The dismissal of Washburn is not only another embarrassment for an organization that has devolved into a leaguewide joke, but an admission by Reid that when he decided on a bye week defensive shake-up, he couldn't even fire the right guy. At the moment, Juan Castillo is the Eagles Defensive Coordinator of the Year. If Castillo's firing was an indication that Reid sided with Washburn and his whacked-out scheme over a more time-tested approach to defense, then that's an awful indictment right there of the head coach's grasp of things.

Before the bye, just as an example, the Eagles defense was excellent in getting off the field after third down, allowing opponents to convert just 29.1 percent of the time (23-79). In the six games since, opponents have converted 51.4 percent of third-down tries (37-72), which is beyond awful. Quarterbacks have had too much time, or have been able to escape pressure, and while the resulting effects are most noticeable in the defensive backfield, the problem begins up front.

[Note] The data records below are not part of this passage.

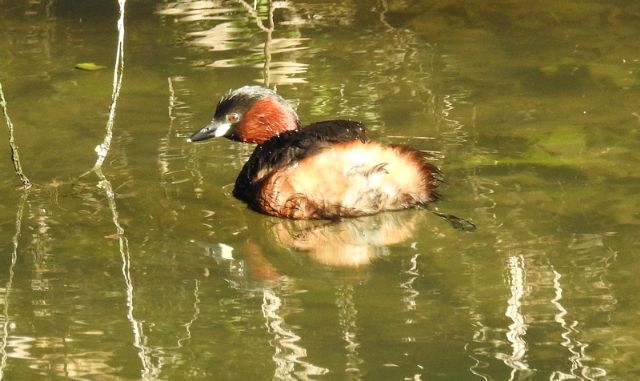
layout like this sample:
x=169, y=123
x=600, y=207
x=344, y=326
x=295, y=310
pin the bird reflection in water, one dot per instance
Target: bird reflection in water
x=351, y=242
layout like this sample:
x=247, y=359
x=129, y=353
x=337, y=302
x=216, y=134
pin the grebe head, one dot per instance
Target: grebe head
x=250, y=114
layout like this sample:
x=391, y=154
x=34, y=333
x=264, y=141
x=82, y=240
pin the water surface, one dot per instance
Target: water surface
x=150, y=269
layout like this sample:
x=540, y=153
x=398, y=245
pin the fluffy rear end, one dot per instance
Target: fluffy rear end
x=350, y=179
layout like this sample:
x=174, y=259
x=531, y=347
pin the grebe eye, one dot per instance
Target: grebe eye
x=233, y=117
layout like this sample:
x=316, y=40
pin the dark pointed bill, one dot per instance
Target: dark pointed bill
x=211, y=130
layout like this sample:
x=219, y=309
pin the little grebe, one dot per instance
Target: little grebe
x=326, y=170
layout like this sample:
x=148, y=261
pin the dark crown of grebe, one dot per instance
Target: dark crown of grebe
x=250, y=114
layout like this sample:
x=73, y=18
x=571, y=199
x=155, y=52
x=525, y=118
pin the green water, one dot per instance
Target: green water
x=151, y=270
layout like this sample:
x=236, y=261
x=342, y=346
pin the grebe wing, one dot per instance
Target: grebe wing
x=288, y=147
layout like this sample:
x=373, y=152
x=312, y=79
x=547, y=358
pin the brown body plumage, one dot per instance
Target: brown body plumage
x=326, y=170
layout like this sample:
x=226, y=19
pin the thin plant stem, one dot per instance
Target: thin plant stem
x=103, y=149
x=15, y=156
x=9, y=285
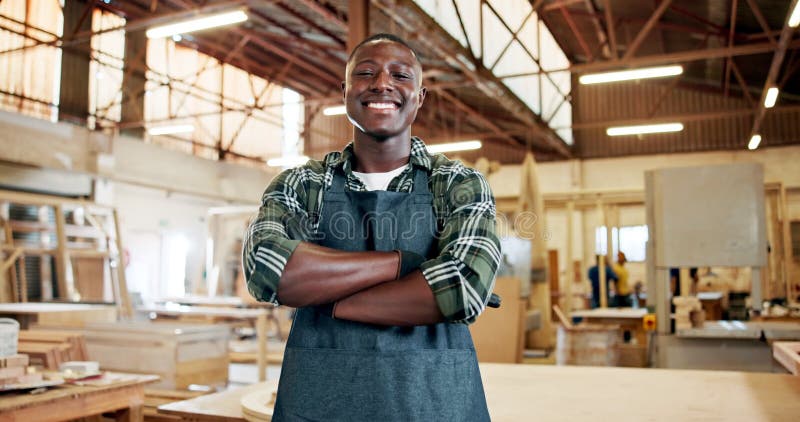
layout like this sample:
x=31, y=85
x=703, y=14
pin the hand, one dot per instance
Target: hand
x=409, y=261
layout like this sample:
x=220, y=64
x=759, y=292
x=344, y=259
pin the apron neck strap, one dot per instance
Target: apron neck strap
x=338, y=180
x=420, y=181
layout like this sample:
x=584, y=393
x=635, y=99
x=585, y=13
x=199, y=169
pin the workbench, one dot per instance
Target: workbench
x=628, y=319
x=123, y=398
x=58, y=314
x=214, y=314
x=570, y=393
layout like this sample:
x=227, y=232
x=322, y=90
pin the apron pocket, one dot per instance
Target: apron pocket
x=367, y=385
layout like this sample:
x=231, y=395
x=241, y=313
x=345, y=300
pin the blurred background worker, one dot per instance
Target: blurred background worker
x=622, y=295
x=594, y=277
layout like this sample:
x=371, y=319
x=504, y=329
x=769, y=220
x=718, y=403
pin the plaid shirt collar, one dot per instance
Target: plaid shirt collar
x=419, y=156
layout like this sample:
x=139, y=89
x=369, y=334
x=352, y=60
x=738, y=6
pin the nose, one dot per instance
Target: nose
x=381, y=82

Reid might have to endure that until the end of the schedule, but he didn't have to endure the bitter, old line coach. The last thing he wanted was young players like Brandon Graham, Vinny Curry and Fletcher Cox being soured by the rancid atmosphere. How things are done around the Eagles may be changing very soon, but for the moment, Reid's ramrod devotion to proper football behavior still holds sway.

Reid knows there has been a bad wreck this season, and he is beyond trying to patch it with duct tape. The Eagles are totaled and Reid was at the wheel. Monday was just his way of saying that some others have to pay their deductible, too.